I only read the abstract and introduction, but this looks really interesting.
I don’t know a tonne about the semantics of early APLs (they mention APL\360). The basic strokes are, of course, still the same; but from what I hear there were some fundamental simplifications and improvements over the course of the 70s and 80s.
In the abstract, they mention that one component (the ‘D-machine’) prepares instructions for another (the ‘E-machine’) to execute. This looks remarkably similar to a modern architecture, with a CPU and GPU! GPU acceleration hasn’t been used a ton for APL, but it’s an area of active interest and research. The most interesting development is probably co-dfns, a bootstrapped APL compiler which itself runs on the GPU.
So I don’t know anything about CPU/GPU joint architectures, though I seem to recall the Dyalog folks got something working that way with their APL implementation.
I read the paper in question over the weekend.
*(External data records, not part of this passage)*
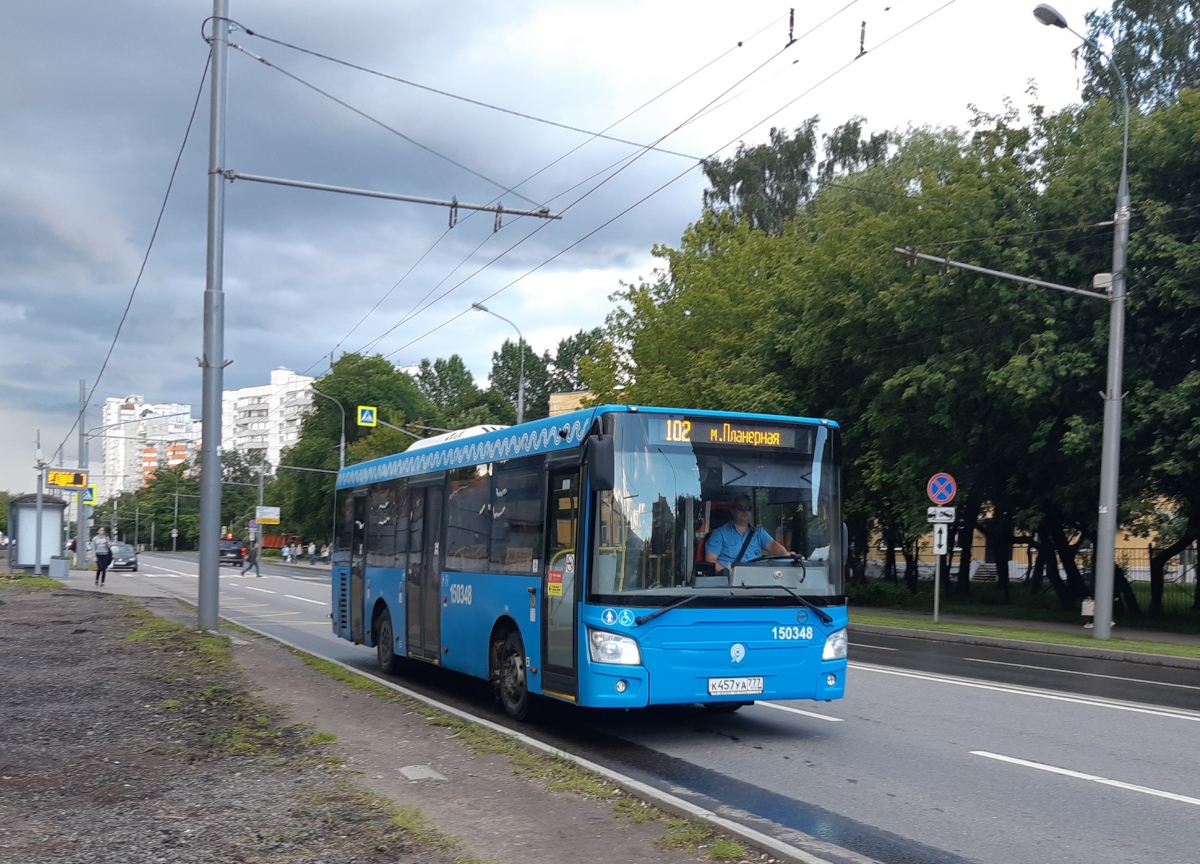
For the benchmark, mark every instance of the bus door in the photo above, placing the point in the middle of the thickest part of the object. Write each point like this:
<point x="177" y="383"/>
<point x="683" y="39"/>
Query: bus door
<point x="561" y="582"/>
<point x="423" y="580"/>
<point x="358" y="564"/>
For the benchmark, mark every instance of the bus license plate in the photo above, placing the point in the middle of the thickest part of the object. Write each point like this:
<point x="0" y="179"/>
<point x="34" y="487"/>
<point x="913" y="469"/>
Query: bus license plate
<point x="735" y="687"/>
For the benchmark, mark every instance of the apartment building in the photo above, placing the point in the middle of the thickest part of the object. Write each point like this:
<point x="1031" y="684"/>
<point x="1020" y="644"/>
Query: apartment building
<point x="136" y="437"/>
<point x="263" y="421"/>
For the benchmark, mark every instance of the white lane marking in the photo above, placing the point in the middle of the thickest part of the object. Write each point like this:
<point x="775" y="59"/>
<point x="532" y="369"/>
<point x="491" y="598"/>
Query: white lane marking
<point x="1090" y="675"/>
<point x="797" y="711"/>
<point x="1175" y="714"/>
<point x="1093" y="778"/>
<point x="319" y="603"/>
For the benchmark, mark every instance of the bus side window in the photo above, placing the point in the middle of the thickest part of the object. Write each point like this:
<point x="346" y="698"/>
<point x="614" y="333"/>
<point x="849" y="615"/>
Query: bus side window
<point x="468" y="517"/>
<point x="516" y="517"/>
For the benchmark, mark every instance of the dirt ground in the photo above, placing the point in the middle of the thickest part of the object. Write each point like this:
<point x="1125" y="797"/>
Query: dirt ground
<point x="126" y="738"/>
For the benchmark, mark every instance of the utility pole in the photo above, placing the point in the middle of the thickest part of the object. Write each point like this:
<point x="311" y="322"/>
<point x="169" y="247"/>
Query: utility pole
<point x="213" y="360"/>
<point x="41" y="477"/>
<point x="81" y="508"/>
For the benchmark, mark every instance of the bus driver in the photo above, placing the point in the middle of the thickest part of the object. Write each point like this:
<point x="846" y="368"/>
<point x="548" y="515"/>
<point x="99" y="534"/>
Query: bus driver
<point x="731" y="544"/>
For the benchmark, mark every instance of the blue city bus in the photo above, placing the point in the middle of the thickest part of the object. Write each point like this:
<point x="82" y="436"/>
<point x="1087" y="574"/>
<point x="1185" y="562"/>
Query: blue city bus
<point x="565" y="558"/>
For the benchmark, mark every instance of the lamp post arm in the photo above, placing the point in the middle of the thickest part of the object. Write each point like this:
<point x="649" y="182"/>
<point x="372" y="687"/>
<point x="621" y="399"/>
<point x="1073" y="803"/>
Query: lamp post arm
<point x="521" y="351"/>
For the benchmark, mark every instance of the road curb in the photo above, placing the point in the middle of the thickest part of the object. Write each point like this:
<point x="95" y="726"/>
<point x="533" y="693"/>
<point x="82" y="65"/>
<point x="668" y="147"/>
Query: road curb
<point x="1031" y="646"/>
<point x="665" y="801"/>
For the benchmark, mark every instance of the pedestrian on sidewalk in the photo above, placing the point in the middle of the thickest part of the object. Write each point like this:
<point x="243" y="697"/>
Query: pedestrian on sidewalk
<point x="252" y="559"/>
<point x="103" y="552"/>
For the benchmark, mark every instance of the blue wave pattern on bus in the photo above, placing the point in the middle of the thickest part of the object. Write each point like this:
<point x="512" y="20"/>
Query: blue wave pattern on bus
<point x="492" y="447"/>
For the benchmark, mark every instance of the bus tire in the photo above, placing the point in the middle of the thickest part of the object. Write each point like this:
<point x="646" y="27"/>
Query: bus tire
<point x="385" y="642"/>
<point x="511" y="684"/>
<point x="725" y="707"/>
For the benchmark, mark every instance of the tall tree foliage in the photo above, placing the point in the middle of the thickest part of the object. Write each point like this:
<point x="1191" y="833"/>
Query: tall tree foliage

I wouldn’t say I grok it yet, but it’s started percolating. The D-machine is almost like an optimization stage in a modern JIT system. It’s pretty interesting. The way that arrays are described in memory is very similar to how ngn/apl represents its arrays (I think that this paper might have been the source of inspiration for that implementation, but I don’t know).
I do think that the array implementation described in the paper would made vectorization for SIMD instructions more difficult and would introduce cache misses, but I’m at the limit of my understanding here so I don’t know if that’s true.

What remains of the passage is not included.